現在、太陽系の天体からのサンプルを持ち帰った際には、「宇宙検疫」の問題をクリアすることが義務づけられている。勿論、宇宙から謎の病原体か何かを持ち込んで汚染されることを防ぐため。

 

特に、地球外生命体の存在の可能性がある天体から帰還する探査機や回収サンプルについては、地球-月系への帰還探査機の衝突回避、帰還探査機の完全殺菌、帰還試料の封じ込めが義務づけられている。

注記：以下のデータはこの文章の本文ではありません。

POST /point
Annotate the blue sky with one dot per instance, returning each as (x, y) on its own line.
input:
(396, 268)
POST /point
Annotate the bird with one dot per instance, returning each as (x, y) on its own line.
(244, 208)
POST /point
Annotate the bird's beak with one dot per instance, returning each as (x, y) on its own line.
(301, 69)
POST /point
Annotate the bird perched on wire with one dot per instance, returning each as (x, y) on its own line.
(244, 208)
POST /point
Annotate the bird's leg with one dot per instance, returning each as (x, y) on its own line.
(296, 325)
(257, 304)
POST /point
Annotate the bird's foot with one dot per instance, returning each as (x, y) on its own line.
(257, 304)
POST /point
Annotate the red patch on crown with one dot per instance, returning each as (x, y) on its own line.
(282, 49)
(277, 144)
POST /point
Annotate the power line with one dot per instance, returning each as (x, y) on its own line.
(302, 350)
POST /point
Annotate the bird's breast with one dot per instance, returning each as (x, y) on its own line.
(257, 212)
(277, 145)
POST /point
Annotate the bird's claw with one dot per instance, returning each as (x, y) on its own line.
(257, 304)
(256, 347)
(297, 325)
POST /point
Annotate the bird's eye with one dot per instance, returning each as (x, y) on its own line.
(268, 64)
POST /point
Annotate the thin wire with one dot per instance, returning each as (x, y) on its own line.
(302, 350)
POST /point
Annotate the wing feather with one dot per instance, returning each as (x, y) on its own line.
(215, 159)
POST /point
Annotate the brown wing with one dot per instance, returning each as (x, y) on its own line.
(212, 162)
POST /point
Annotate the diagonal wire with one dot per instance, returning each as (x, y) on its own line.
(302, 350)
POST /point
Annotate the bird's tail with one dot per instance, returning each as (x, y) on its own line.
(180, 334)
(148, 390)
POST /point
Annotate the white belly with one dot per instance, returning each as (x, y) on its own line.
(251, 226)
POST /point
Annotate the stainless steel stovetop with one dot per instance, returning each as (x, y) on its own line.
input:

イトカワは生命の存在の可能性がある天体と見なされていないから、そこまで要求されてはいないのだけれど、JAXA宇宙科学研究所は、物質をまったく外気に触れない状態で回収・分析できる、「クリーンチェンバー」と呼ばれる世界で唯一の装置を備えている。クリーンチェンバーは、2室構成になっていて、カプセルを開封して、真空環境で一部試料を保管出来るように、超高真空仕様とした第1室と、大気圧高純度窒素雰囲気(不純ガス成分500ppb以下)で試料を扱うグローブボックス仕様の第2室に分かれている。

 

また、チェンバー内面や付属物、チェンバー内に導入される治工具は予め真空環境での加熱処理を行うことで、表面に付着している汚染ガス分子成分を極力取り除いている。クリーンチェンバー内は、粒子・塵発生源を限ることが可能な小さな空間で、内部の地球源微粒子をゼロに近づけることが出来るという。開封せずに日本に運ばれる、「はやぶさ」の回収カプセルは、このチャンバー内で開封される。カプセル内部には、残留ガス(重希ガス)があることも考えられていて、まずはガス質量分析を行なったのち、ガスがあればそれを抜いてから、試料の光学観察を行うことになっている。

 

その後、試料を汚染しないように、クリーンチェンバー外から長作動距離顕微鏡を使って、光学観察データを採取して、試料の粒度分布を解析する。また、試料の重さの測定もクリーンチェンバー内に組み込んだ電子天秤で実施する。もしも、試料が十分に有る場合は、赤外分光観測をして、光学特性を測定する予定もあるという。試料は、顕微鏡で観察しながら「特製ピンセット」で拾い上げるそうなのだけれど、このピンセットは専用に開発された超特製品。材質は、触れた物質を汚染する可能性が極めて低い石英ガラスで、これを加熱して両側から引っ張って、ちぎれた部分をピンセットとして使うという。